Is there a version of the adjunction formula for subvarieties of $\mathbb{P}^n\times\mathbb{P}^m$

Question

I want to try and find an example of a projective variety which does not have an ample canonical or anti-canonical bundle. I think I should try and look at a subvariety of $\mathbb{P}^n\times\mathbb{P}^m$ which has a canonical bundle of the form $\mathcal{O}(k,-l)$, which is not ample/anti-ample. Does there exist an adjunction formula for bihomogeneous smooth complete intersections inside $\mathbb{P}^n\times\mathbb{P}^m$, or more generally, for any $\prod^k_i \mathbb{P}^{n_i}$?

Answer 1

By the way, the canonical bundle of $\mathbb P^n \times \mathbb P^m$ is just $\mathcal O(- n - 1, - m - 1)$. If $X \subset \mathbb P^n \times \mathbb P^m$ is the vanishing locus of a homogenous polynomial of bidegree $(d, e)$, the canonical bundle of $X$ is $\mathcal O (d - n - 1, e - m - 1)$. A similar result applies for complete intersections.

For example, the complete intersection of four bilinear polynomials in $\mathbb P^3 \times \mathbb P^3 $ is a K3 surface (if smooth), and this has a trivial canonical bundle.

But from the way you phrased your question, I guess you are actually looking for a variety whose canonical bundle is not ample, anti-ample or trivial. Take the previous example, and chose your four bilinear polynomials to be symmetric under the $\mathbb Z_2$ involution exchanging the two $\mathbb P^3$'s. Then quotient by this $\mathbb Z_2$ involution. As long as you choose the polynomials generically enough that the K3 surface doesn't intersect the diagonal in $\mathbb P^3 \times \mathbb P^3 $, the surface that you get after quotienting is smooth. This quotient surface is an Enriques surface. Its canonical bundle is non-trivial. However, the square of its canonical bundle is trivial, which means its canonical bundle cannot be ample or anti-ample either.

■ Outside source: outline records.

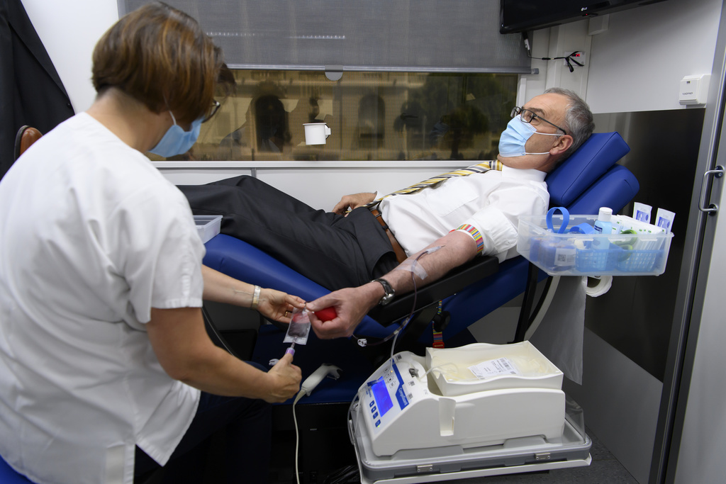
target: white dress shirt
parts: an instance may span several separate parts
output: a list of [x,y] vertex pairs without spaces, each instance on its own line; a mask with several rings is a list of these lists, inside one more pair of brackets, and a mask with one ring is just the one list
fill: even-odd
[[501,171],[457,176],[433,188],[388,197],[380,210],[407,255],[468,223],[482,234],[481,253],[496,255],[501,262],[517,255],[519,217],[547,213],[546,175],[505,166]]
[[11,168],[0,207],[0,454],[38,483],[131,484],[134,446],[166,463],[199,402],[144,329],[202,304],[189,204],[81,113]]

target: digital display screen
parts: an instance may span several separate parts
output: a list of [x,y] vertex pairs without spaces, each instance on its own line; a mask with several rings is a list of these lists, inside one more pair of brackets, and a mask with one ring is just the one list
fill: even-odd
[[391,395],[388,395],[388,389],[386,387],[386,382],[383,381],[383,377],[371,385],[371,390],[373,391],[375,404],[378,407],[378,413],[383,417],[393,406],[393,402],[391,401]]

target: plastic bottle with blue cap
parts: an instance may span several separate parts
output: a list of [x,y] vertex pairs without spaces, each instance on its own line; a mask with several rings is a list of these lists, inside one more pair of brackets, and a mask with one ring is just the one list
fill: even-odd
[[[595,235],[610,235],[613,233],[613,209],[608,207],[600,207],[597,214],[597,220],[595,221]],[[606,250],[610,248],[610,241],[607,237],[595,237],[592,240],[592,248],[595,250]]]

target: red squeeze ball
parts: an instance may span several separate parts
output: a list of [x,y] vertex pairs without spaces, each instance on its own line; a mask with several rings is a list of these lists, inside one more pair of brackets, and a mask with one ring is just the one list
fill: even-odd
[[335,308],[330,306],[330,308],[325,308],[325,309],[315,311],[315,316],[317,316],[320,321],[330,321],[331,319],[335,319],[335,316],[338,316],[338,313],[335,312]]

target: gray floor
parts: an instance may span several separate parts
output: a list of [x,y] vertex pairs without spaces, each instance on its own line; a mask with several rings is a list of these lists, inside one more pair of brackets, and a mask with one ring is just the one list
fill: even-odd
[[556,469],[547,472],[532,472],[511,475],[497,475],[457,480],[457,484],[637,484],[637,481],[605,448],[590,430],[592,440],[590,466],[572,469]]

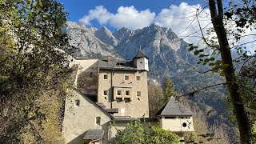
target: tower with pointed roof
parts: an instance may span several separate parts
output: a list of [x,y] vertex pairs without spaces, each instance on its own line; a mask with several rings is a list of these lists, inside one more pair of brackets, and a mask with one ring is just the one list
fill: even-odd
[[142,52],[141,48],[133,61],[138,70],[149,71],[149,58]]

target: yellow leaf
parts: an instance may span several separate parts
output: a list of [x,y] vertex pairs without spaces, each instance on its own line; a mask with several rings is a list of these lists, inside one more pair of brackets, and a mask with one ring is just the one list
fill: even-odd
[[219,74],[220,74],[221,76],[224,77],[224,76],[225,76],[225,72],[224,72],[224,70],[222,70]]

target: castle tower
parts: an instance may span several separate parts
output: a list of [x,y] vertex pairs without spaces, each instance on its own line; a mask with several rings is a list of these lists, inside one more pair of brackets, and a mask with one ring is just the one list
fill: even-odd
[[139,50],[136,56],[133,58],[133,61],[138,70],[149,71],[148,59],[141,50]]

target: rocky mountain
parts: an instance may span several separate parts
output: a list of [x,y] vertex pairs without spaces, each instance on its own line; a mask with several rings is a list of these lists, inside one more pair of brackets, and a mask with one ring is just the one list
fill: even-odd
[[[69,22],[63,30],[70,38],[70,44],[78,48],[75,57],[102,58],[110,55],[118,60],[130,61],[141,49],[149,58],[150,80],[162,83],[166,77],[171,77],[176,91],[181,94],[222,82],[222,78],[218,74],[201,74],[194,70],[205,70],[207,67],[196,64],[198,58],[188,50],[188,43],[170,28],[152,24],[143,29],[131,30],[122,28],[112,33],[105,26],[101,29],[87,28]],[[226,96],[224,91],[223,87],[206,89],[187,98],[206,114],[209,107],[216,110],[214,114],[206,116],[210,126],[214,125],[216,121],[220,124],[232,125],[227,118],[229,111],[225,109]]]
[[112,55],[123,60],[114,51],[114,46],[117,41],[106,27],[100,30],[86,28],[76,22],[68,22],[63,31],[69,35],[70,44],[78,50],[74,54],[74,57],[101,58]]
[[[119,60],[131,60],[139,47],[149,57],[150,75],[162,82],[162,76],[173,76],[185,70],[182,62],[195,64],[197,58],[187,50],[188,44],[171,29],[152,24],[136,30],[127,28],[111,33],[106,27],[86,28],[69,22],[65,31],[70,43],[78,48],[75,56],[101,58],[111,55]],[[185,66],[185,67],[184,67]]]
[[[198,66],[198,58],[188,50],[188,43],[170,28],[152,24],[143,29],[131,30],[122,28],[111,33],[105,26],[98,30],[69,22],[64,30],[71,39],[70,44],[78,48],[74,54],[76,57],[102,58],[110,55],[118,60],[130,61],[141,47],[149,58],[149,78],[161,83],[166,77],[171,77],[181,94],[222,80],[214,74],[206,76],[193,70],[191,66]],[[222,90],[219,90],[213,91],[213,95],[221,95]],[[212,106],[217,104],[220,98],[201,98],[200,94],[198,97],[197,100],[203,99]],[[216,107],[222,108],[219,106]]]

Edit: If you want a variety whose canonical bundle is neither ample nor anti-ample and such that no power of the canonical bundle is trivial, you could take $\mathbb P^2$ blown up at nine points. The self-intersection of the canonical bundle of the blow-up $X$ is $K_X^2 = K_{\mathbb P^2}^2 - 9 = 0$, which immediately implies that the canonical bundle of the blow-up cannot be ample or anti-ample. If some multiple of $K_X$ is trivial, then we would have $K_X.E = 0$ for any exceptional divisor $E$ on $X$, so the genus formula gives $g(E) = 1 + \frac 1 2 (K_X.E + E^2) = 1 + \frac 1 2 (0 -1) = \frac 1 2$, which is a contradiction since $g(E)$ is in fact $0$.